Hinweis: Langanhaltende Stresssituationen können ebenfalls Rückenschmerzen auslösen. Denn in diesem Fall versetzen die aktivierten Stresshormone den gesamten Körper förmlich in eine Art Alarmzustand. Nicht selten führt diese Anspannung zu massiven Verspannungen in der Muskulatur. Hier hilft manchmal nicht einmal mehr der entspannende Schlaf, um die Rückenschmerzen zu verringern.

 

Ab wann sollte man mit Rückenschmerzen zum Arzt?

 

Rückenschmerzen zählen zu einer der Volkskrankheiten unserer Zeit. Werden sie nur gelegentlich ausgelöst und rauben vielleicht auch hin und wieder den Schlaf, ist nicht immer sofort ein Besuch beim Arzt notwendig. Denn Gottseidank ist unser Körper darauf ausgerichtet, dass er im Schlaf alle Systeme praktisch neu startet oder sie zumindest so regeneriert, dass sie am nächsten Tag wieder bestens funktionieren.

Doch bei manchen Ursachen der Rückenschmerzen reicht ein herkömmlicher Schlaf auf einer passenden Matratze nicht mehr aus, um die Schmerzen einzudämmen.

Deswegen sollte man immer dann zum Arzt, wenn die Schmerzen:

  • ein Taubheitsgefühl in den Armen auslösen
  • ein lähmendes Gefühl in den Beinen verursachen
  • bis in die Beine und Füße ausstrahlen
  • ein Kribbeln in den Extremitäten verursachen
  • mit Gefühlsstörungen einhergehen

In den meisten Fällen kann zwar schnell Entwarnung gegeben werden, aber eine umfassende Untersuchung ist dennoch sinnvoll, um schwerwiegende Erkrankungen zum Beispiel ausschließen zu können. Zudem bietet eine solche Untersuchung immer den Vorteil, dass man erstens genau weiß, warum man diese Schmerzen hat und zweitens, was man dagegen unternehmen kann.

 

Erste Hilfe gegen Rückenschmerzen

 

Wenn der Rücken schmerzt, ist schnelle Hilfe gefragt. Denn jede Nachtruhe kann zur Tortur werden, wenn sich die Schmerzen im Rücken nicht minimieren, sobald man bequem liegt.

Wir haben für Sie einige Sofortmaßnahmen zusammengestellt:

  • für die akute Behandlung sind Schmerzmittel mit dem Wirkstoff Ibuprofen eine ideale Maßnahme, um die Schmerzen zu lindern
  • ebenso ist die Einnahme von hochdosiertem Magnesium hilfreich, zumindest wenn Verspannungen der Muskulatur der Auslöser sind
  • sanfte Massagen und leichte Bewegungsübungen können bei Muskelverspannungen ebenfalls eine gute Sofortmaßnahme sein
  • mit Wärme, wie zum Beispiel durch ein Körnerkissen oder bei einem Entspannungsbad, lösen sich in der Regel die Schmerzen und führen zu einer wohltuenden Entspannung der Muskeln

Darüber hinaus ist es natürlich immer wichtig, den Grund für die Rückenschmerzen zu kennen. Dementsprechend kann man auch vorbeugend etwas für die Rückengesundheit tun.

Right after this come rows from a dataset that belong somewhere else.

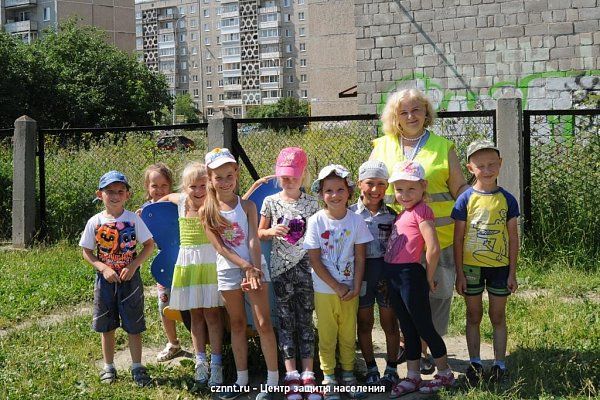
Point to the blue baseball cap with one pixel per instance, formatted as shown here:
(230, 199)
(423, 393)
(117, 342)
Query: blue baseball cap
(112, 177)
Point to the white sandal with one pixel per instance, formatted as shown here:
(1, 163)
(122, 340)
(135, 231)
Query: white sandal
(168, 353)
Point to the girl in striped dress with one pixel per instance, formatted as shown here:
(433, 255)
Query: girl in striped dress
(194, 285)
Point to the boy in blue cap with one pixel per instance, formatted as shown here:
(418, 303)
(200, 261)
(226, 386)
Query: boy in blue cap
(118, 290)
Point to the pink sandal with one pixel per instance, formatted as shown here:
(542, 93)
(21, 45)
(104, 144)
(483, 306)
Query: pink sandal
(405, 386)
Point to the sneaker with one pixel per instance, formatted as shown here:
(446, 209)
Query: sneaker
(405, 386)
(140, 376)
(329, 385)
(474, 373)
(201, 373)
(216, 376)
(390, 379)
(349, 380)
(108, 375)
(234, 392)
(169, 352)
(498, 374)
(293, 384)
(427, 367)
(401, 355)
(372, 376)
(439, 382)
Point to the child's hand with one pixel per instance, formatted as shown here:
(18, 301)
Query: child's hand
(110, 275)
(341, 290)
(511, 283)
(351, 294)
(432, 285)
(461, 284)
(127, 273)
(279, 230)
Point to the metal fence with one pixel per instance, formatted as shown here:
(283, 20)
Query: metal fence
(343, 140)
(71, 161)
(6, 170)
(562, 161)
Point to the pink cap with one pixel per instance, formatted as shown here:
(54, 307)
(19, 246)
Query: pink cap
(291, 161)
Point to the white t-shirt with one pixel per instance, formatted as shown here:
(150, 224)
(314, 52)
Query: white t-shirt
(115, 239)
(336, 239)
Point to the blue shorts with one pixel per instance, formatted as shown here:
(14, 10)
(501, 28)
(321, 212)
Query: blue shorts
(119, 304)
(494, 279)
(374, 286)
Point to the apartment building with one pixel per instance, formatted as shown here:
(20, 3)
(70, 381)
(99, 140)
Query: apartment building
(28, 18)
(229, 55)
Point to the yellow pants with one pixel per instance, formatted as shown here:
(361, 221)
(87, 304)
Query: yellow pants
(336, 322)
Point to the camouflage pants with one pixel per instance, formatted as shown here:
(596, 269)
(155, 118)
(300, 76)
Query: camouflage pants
(295, 304)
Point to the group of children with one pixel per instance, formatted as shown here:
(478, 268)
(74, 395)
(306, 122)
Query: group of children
(336, 262)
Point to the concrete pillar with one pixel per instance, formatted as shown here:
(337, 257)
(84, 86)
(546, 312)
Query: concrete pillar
(220, 131)
(23, 212)
(509, 139)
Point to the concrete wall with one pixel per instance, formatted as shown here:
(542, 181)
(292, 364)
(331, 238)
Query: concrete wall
(331, 58)
(468, 53)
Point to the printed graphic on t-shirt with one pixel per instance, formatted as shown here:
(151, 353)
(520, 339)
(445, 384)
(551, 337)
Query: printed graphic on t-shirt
(116, 243)
(488, 239)
(332, 249)
(234, 236)
(297, 228)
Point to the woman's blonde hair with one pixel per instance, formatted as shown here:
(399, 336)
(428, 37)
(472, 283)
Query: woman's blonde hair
(389, 116)
(162, 169)
(210, 214)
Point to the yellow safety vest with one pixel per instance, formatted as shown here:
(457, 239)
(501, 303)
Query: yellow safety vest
(433, 156)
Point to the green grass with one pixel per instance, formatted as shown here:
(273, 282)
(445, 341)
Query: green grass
(554, 338)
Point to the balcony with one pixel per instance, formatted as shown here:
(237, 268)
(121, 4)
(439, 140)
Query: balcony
(233, 102)
(21, 26)
(19, 3)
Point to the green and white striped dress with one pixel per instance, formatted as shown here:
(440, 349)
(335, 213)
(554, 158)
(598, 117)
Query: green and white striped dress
(195, 275)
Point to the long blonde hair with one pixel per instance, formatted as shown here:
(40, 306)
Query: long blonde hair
(210, 214)
(389, 116)
(162, 169)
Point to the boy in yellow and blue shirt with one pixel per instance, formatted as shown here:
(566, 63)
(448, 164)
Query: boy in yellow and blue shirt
(486, 246)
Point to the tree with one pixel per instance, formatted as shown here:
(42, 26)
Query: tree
(285, 107)
(73, 77)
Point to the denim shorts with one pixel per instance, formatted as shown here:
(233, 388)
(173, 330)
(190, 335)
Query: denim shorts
(119, 304)
(374, 285)
(494, 279)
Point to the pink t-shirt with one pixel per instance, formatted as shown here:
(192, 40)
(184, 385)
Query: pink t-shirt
(406, 242)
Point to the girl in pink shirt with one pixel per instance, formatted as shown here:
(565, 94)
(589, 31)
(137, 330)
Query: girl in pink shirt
(410, 283)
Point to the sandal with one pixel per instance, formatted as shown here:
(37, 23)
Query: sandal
(406, 385)
(108, 376)
(169, 352)
(310, 389)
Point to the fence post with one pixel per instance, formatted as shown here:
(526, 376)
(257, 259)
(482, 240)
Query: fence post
(220, 131)
(509, 139)
(23, 212)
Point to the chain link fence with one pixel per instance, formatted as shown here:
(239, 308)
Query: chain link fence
(564, 154)
(342, 140)
(72, 162)
(6, 172)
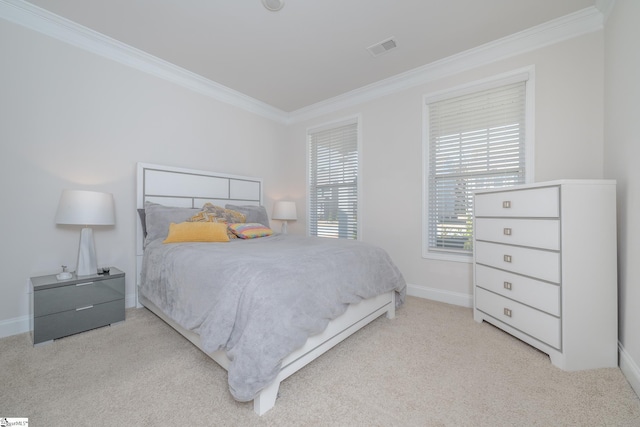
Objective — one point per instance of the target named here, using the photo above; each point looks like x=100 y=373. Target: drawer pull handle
x=84 y=284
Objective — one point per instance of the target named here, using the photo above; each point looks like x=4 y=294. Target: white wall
x=568 y=144
x=72 y=119
x=621 y=154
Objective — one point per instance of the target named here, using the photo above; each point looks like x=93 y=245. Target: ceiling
x=310 y=50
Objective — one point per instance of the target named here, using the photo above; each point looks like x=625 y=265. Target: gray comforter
x=261 y=299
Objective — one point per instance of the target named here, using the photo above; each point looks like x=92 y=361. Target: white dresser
x=545 y=268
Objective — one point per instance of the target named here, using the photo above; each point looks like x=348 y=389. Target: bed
x=262 y=308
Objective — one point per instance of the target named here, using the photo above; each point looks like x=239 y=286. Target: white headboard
x=190 y=188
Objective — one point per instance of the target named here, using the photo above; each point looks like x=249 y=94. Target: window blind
x=333 y=181
x=475 y=141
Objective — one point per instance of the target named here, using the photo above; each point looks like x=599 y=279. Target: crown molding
x=35 y=18
x=560 y=29
x=50 y=24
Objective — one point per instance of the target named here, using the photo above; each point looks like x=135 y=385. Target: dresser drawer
x=71 y=297
x=537 y=324
x=541 y=295
x=533 y=203
x=74 y=321
x=537 y=233
x=540 y=264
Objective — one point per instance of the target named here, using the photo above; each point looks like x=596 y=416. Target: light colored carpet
x=431 y=366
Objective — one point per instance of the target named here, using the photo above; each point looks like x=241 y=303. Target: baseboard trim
x=440 y=295
x=629 y=368
x=15 y=326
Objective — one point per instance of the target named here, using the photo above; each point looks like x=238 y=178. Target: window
x=474 y=140
x=333 y=180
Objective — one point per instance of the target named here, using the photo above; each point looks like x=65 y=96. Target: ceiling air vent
x=382 y=47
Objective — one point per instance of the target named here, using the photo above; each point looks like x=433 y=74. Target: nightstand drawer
x=534 y=203
x=541 y=264
x=71 y=297
x=541 y=295
x=537 y=324
x=537 y=233
x=74 y=321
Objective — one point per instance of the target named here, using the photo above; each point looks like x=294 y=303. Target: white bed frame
x=172 y=186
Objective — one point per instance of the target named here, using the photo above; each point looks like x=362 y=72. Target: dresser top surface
x=559 y=182
x=51 y=281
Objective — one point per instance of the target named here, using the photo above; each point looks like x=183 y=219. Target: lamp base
x=87 y=264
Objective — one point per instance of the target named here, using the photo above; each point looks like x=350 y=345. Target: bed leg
x=266 y=399
x=391 y=312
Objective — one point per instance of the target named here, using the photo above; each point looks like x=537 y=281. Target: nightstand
x=65 y=307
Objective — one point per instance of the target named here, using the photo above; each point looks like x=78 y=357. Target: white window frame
x=357 y=120
x=525 y=74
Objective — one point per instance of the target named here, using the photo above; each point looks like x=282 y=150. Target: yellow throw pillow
x=197 y=232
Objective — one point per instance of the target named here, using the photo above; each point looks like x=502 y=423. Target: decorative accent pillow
x=250 y=230
x=158 y=217
x=252 y=213
x=230 y=216
x=213 y=213
x=197 y=232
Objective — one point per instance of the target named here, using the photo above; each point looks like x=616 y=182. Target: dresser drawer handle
x=84 y=284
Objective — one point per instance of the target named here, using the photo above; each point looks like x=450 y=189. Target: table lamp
x=78 y=207
x=284 y=211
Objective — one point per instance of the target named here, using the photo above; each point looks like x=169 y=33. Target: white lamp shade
x=285 y=211
x=79 y=207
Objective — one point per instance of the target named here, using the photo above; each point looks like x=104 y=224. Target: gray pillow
x=158 y=217
x=253 y=213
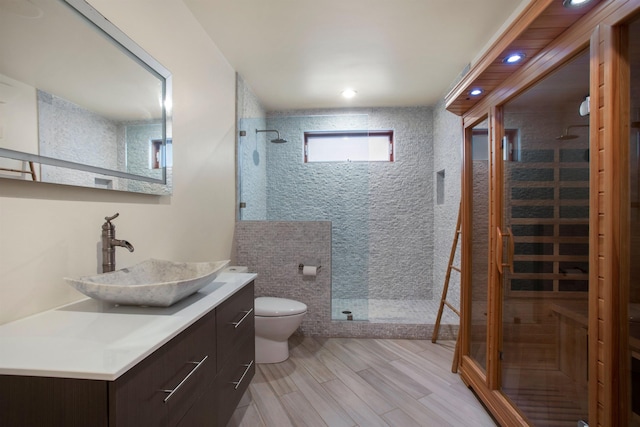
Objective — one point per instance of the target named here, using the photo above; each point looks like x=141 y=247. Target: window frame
x=350 y=133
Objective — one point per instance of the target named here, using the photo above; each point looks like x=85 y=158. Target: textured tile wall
x=447 y=158
x=273 y=249
x=73 y=133
x=381 y=212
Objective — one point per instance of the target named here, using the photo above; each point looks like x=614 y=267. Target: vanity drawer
x=234 y=378
x=162 y=388
x=235 y=320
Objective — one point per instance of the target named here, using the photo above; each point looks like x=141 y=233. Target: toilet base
x=269 y=351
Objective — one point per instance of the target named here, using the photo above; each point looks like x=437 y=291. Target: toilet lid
x=272 y=307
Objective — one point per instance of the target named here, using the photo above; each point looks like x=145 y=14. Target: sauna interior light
x=574 y=3
x=514 y=58
x=349 y=93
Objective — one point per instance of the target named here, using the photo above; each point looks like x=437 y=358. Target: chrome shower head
x=277 y=140
x=567 y=136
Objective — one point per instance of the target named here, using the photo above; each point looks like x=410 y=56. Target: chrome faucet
x=109 y=243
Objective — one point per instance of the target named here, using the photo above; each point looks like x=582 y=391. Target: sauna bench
x=573 y=321
x=107 y=365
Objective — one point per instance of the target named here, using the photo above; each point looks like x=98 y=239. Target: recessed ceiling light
x=575 y=3
x=514 y=58
x=349 y=93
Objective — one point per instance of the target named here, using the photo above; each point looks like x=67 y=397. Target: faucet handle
x=109 y=218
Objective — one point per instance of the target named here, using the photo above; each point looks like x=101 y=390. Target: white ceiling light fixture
x=514 y=58
x=348 y=93
x=575 y=3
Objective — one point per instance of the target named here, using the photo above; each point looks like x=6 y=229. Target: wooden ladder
x=445 y=289
x=31 y=171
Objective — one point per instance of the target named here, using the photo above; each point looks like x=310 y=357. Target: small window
x=348 y=146
x=155 y=154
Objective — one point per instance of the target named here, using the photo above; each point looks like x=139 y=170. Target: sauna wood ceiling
x=491 y=71
x=302 y=54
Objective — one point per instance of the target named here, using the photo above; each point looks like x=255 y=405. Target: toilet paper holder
x=301 y=267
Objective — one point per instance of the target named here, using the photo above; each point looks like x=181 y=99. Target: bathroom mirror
x=80 y=103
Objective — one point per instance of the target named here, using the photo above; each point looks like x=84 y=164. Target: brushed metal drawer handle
x=236 y=324
x=172 y=392
x=237 y=383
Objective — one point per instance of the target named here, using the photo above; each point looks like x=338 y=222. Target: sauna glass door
x=478 y=152
x=633 y=351
x=543 y=248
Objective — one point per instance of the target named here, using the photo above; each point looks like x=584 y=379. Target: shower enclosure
x=381 y=212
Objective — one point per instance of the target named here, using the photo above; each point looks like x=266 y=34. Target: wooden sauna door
x=543 y=249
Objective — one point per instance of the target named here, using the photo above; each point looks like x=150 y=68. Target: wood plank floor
x=360 y=382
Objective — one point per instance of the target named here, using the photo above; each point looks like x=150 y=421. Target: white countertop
x=90 y=339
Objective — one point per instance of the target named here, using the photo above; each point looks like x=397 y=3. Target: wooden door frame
x=608 y=398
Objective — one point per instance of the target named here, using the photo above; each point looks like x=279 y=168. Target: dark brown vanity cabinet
x=196 y=379
x=236 y=366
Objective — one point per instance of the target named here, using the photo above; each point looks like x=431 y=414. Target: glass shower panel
x=479 y=243
x=252 y=170
x=545 y=226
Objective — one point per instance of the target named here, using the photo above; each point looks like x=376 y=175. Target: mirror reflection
x=78 y=105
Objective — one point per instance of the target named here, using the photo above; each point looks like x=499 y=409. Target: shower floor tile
x=392 y=311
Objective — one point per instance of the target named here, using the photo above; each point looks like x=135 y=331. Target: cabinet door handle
x=247 y=313
x=172 y=392
x=499 y=249
x=237 y=383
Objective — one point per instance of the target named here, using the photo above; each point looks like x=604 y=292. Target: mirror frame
x=114 y=35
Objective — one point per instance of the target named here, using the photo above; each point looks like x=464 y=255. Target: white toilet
x=276 y=320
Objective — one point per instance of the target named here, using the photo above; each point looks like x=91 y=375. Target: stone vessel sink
x=153 y=282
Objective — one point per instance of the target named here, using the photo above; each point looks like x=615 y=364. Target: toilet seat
x=277 y=307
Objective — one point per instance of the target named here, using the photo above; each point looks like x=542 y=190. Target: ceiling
x=300 y=54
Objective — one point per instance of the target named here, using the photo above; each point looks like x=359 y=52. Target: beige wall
x=49 y=231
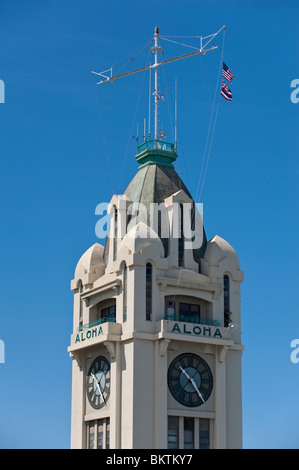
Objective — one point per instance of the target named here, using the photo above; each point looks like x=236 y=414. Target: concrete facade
x=140 y=350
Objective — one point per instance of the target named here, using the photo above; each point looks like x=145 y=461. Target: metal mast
x=156 y=48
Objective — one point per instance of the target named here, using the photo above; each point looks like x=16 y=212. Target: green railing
x=157 y=145
x=86 y=326
x=186 y=319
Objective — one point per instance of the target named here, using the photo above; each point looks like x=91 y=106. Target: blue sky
x=66 y=145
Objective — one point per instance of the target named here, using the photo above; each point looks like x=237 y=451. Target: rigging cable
x=211 y=141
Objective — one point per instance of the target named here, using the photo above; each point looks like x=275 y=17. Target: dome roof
x=139 y=237
x=218 y=249
x=90 y=260
x=152 y=184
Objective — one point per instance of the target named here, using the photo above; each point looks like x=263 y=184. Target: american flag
x=225 y=92
x=227 y=74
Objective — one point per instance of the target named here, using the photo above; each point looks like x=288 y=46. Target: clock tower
x=156 y=342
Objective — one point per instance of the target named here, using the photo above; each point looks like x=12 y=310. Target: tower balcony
x=156 y=152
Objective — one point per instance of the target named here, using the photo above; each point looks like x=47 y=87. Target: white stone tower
x=156 y=342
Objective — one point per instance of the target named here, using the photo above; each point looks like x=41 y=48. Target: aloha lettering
x=189 y=329
x=92 y=333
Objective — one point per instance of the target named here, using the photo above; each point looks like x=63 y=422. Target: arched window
x=149 y=293
x=80 y=291
x=125 y=289
x=115 y=235
x=227 y=313
x=181 y=238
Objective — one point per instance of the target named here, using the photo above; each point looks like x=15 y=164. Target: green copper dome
x=155 y=181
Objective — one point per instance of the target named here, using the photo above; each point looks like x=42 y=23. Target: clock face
x=98 y=382
x=190 y=380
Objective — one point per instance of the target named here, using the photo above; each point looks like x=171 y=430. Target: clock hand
x=195 y=386
x=99 y=387
x=97 y=382
x=185 y=373
x=190 y=379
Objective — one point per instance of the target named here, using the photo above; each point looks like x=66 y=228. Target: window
x=181 y=238
x=170 y=310
x=99 y=434
x=148 y=295
x=204 y=433
x=91 y=436
x=173 y=432
x=188 y=433
x=109 y=313
x=189 y=313
x=115 y=235
x=226 y=294
x=80 y=304
x=125 y=278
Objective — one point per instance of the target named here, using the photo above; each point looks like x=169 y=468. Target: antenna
x=149 y=105
x=156 y=48
x=176 y=116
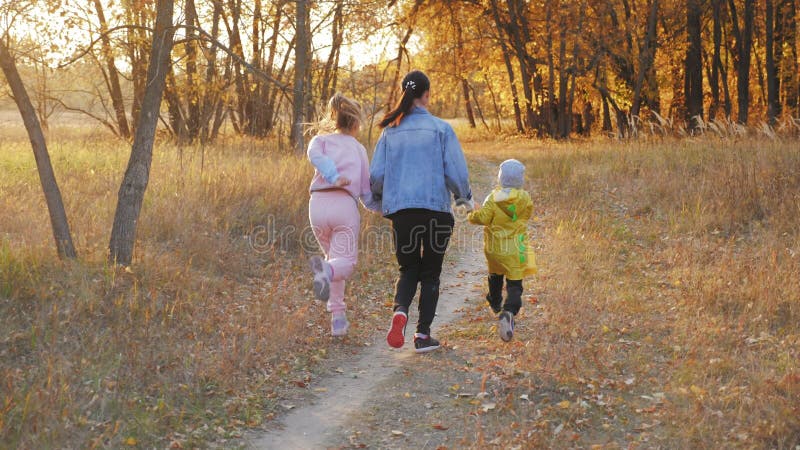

Zu diesen Maßnahmen gehören:

  • ausreichend Bewegung, entsprechend den persönlichen Möglichkeiten
  • auf eine korrekte Haltung achten und Schonhaltungen vermeiden
  • warm und entsprechend der Witterung kleiden, um Unterkühlungen der Muskulatur zu vermeiden
  • für einen regelmäßigen Stressabbau sorgen, damit Stress nicht zum Hauptproblem wird
  • möglichst Übergewicht vermeiden, damit die Gelenke geschont werden können

Tipp: Regelmäßige Gymnastikübungen lassen sich wunderbar mit Entspannungsübungen kombinieren. So sollten Yoga und Mediation zum Beispiel in den Tagesablauf eingebunden werden, da man auf diese Weise nicht nur etwas für den Rücken tut, sondern auch das seelische Gleichgewicht wieder hergestellt werden kann.

 

Fazit

 

Rückenschmerzen, die auch im Liegen nicht besser werden, können schnell zu einer unruhigen Nacht führen. Von Erholung ist in diesem Fall dann keine Rede mehr. Je nach Ursache gibt es aber zahlreiche Methoden, um die Rückenschmerzen nachhaltig zu behandeln oder ihnen vorzubeugen. Diese Schmerzen sollten aber in keinem Fall hingenommen und über einen längeren Zeitraum unbehandelt bleiben. Denn der Teufelskreis wird sich dann immer enger ziehen. Besser ist hier die Vorbeugung, die jedoch nicht nur den Körper einbeziehen sollte, sondern immer auch ganzheitlich stattfinden sollte.